Toronto Commuters Travelling Longer And Farther
Toronto commuters are taking longer and driving farther to work, while modes of commuting beyond the car are increasing, according to new census data released by Statistics Canada.
The number of commuters taking public transit grew by 59.5% from 1996 to 2016 in Canada, while those using a car increased by 28.3%, according to the report, which used statistics in the 2016 Canada census.
Canadian commuters spent an average of 26.2 minutes travelling to their workplace in 2016, up 0.8 minutes from 2011, when that average was 25.4 minutes.
In Toronto, the average commuting time came in at a nation-leading 34 minutes, up one minute from 2011. The distance traveled by Toronto commuters also edged up slightly from 9.3 km to 9.6 km.
Just less than a quarter of Toronto commuters were found to use public transit to get to work, up slightly from 20 years ago. But since 2006, the share of Torontonians driving their own motor vehicles to work decreased by 7%, while the share of people commuting by public transit increased by 7.7%.

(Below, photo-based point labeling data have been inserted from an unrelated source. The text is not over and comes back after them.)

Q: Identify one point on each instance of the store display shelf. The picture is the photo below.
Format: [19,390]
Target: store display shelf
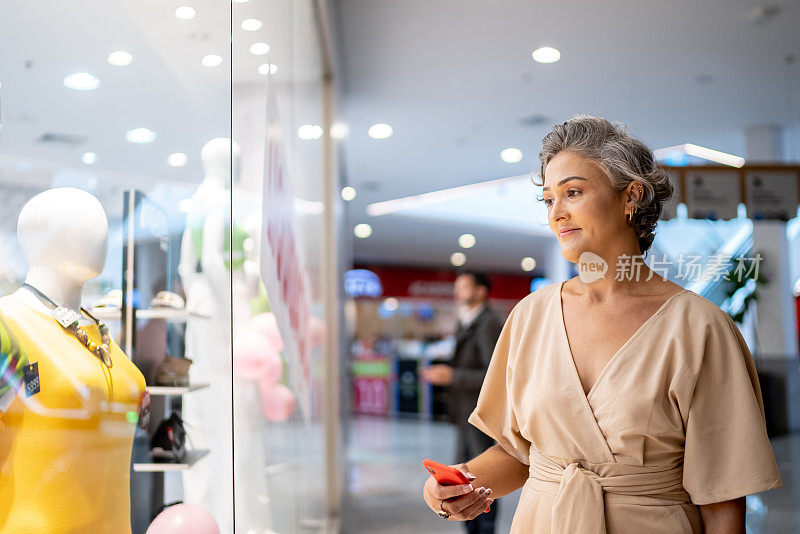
[111,314]
[174,390]
[192,457]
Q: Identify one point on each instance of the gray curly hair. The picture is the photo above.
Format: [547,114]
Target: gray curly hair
[624,158]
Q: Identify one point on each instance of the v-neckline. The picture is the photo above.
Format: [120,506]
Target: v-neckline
[616,355]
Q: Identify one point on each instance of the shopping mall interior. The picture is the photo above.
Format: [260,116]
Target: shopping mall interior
[263,206]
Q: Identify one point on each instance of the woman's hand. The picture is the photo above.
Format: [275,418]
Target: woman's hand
[462,502]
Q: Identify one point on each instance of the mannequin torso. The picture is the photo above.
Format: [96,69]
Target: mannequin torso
[65,449]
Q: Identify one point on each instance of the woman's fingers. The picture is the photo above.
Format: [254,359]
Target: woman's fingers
[448,492]
[464,469]
[462,508]
[475,511]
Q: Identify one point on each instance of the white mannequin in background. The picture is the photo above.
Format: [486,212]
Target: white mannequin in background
[208,412]
[61,262]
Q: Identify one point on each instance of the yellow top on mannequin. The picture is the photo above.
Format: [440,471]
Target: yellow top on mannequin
[65,447]
[65,451]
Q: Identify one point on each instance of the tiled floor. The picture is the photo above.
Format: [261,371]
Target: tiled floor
[385,478]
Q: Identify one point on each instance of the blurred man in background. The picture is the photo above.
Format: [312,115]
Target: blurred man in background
[476,335]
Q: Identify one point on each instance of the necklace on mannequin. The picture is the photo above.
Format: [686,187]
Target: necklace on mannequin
[69,320]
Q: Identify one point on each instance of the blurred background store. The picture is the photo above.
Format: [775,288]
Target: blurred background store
[307,176]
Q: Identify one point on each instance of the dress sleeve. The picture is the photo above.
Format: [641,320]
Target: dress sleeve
[13,360]
[494,414]
[727,453]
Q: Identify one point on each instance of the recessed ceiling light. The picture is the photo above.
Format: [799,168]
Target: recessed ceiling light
[267,68]
[309,131]
[457,259]
[252,25]
[348,193]
[466,241]
[259,49]
[511,155]
[120,58]
[177,159]
[380,131]
[528,264]
[716,156]
[81,81]
[362,230]
[185,12]
[211,60]
[339,130]
[140,135]
[546,54]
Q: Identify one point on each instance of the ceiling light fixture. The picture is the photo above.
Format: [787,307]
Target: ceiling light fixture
[466,241]
[259,49]
[434,197]
[185,12]
[348,193]
[380,131]
[211,60]
[546,54]
[267,68]
[362,230]
[528,264]
[309,131]
[81,81]
[120,58]
[252,25]
[140,136]
[339,130]
[457,259]
[511,155]
[701,152]
[177,159]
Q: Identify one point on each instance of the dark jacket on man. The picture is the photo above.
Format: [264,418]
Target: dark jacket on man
[474,347]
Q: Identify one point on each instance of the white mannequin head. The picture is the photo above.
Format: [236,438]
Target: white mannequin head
[216,157]
[63,233]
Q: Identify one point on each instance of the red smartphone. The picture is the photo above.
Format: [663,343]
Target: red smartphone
[446,475]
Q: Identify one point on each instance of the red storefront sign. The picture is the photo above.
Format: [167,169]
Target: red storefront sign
[405,282]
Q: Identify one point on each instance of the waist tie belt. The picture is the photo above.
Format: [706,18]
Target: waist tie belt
[579,504]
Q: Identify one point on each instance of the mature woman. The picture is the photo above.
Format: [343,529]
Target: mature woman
[620,403]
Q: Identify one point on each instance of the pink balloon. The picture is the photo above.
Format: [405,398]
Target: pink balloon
[318,332]
[184,519]
[255,359]
[266,325]
[277,401]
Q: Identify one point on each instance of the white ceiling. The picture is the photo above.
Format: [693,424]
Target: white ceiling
[455,78]
[452,78]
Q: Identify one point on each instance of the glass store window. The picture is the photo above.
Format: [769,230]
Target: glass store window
[155,372]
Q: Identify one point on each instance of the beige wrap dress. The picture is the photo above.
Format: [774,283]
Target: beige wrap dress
[674,420]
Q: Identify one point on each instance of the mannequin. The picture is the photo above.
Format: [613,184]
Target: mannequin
[207,254]
[65,449]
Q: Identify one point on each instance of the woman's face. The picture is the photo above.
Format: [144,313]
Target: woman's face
[578,196]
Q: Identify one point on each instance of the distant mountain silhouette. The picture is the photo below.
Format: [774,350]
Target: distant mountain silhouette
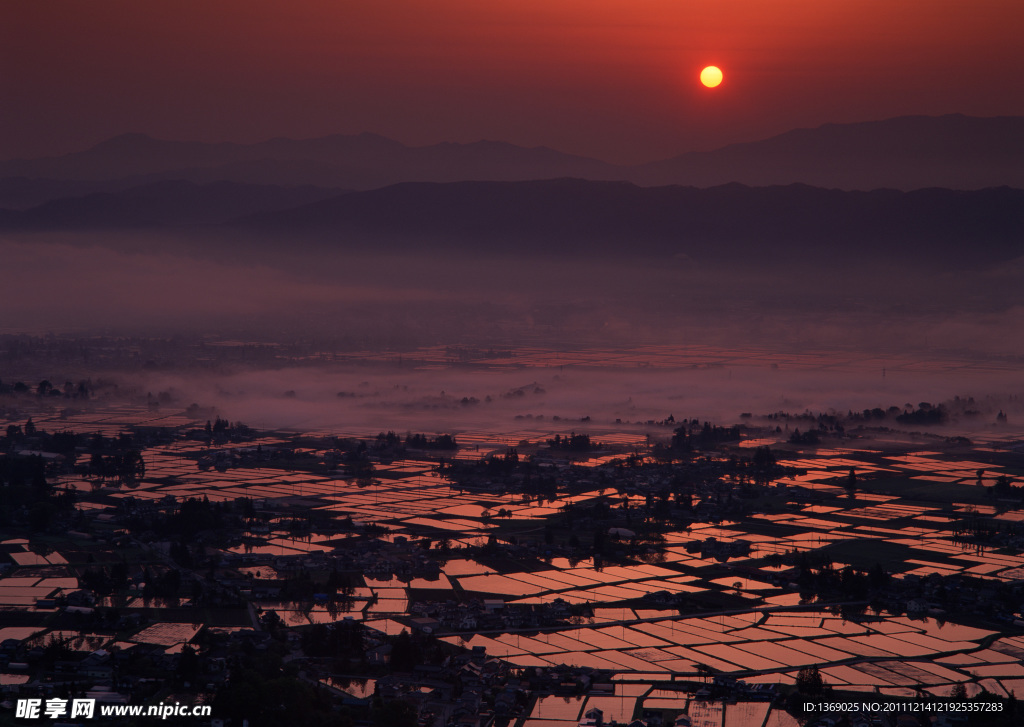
[576,217]
[907,153]
[579,217]
[160,205]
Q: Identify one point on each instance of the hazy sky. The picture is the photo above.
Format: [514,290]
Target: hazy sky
[615,79]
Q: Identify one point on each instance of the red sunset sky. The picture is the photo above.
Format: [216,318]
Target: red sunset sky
[614,79]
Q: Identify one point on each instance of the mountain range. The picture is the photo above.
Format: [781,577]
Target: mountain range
[906,153]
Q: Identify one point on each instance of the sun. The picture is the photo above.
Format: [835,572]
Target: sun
[711,76]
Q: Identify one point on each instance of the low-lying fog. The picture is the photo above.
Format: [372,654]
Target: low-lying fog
[457,399]
[937,333]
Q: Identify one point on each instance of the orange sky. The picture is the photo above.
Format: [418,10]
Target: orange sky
[615,79]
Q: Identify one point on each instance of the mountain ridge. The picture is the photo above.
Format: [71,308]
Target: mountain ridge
[905,153]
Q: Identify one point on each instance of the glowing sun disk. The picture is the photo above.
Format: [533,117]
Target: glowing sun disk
[711,76]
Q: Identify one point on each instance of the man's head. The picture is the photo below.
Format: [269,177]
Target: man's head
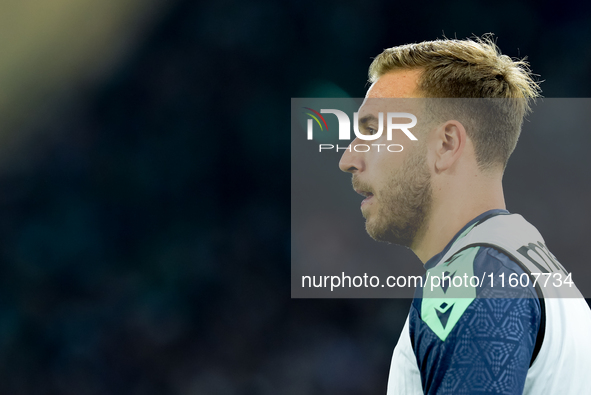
[469,69]
[459,140]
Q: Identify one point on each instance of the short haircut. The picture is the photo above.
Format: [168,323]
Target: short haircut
[470,69]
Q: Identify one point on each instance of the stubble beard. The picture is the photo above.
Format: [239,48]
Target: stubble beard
[403,204]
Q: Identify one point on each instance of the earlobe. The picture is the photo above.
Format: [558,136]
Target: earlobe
[451,140]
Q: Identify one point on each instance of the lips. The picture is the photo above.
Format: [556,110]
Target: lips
[368,196]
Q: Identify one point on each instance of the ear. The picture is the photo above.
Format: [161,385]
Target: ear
[450,141]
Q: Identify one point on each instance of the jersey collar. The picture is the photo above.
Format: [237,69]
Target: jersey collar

Active transportation is also on the rise in Toronto, with more than 10% of commuters reporting they get to work under their own power — 8.6% by walking and 2.7% by cycling.
Toronto also had the highest Canadian portion of people commuting by sustainable transportation, according to StatsCan. In 2016, 42.5% of commuters in Toronto took sustainable transportation — public transit, carpooling, walking or cycling — to work, compared to 41.6% in Vancouver and 38.1% in Montreal.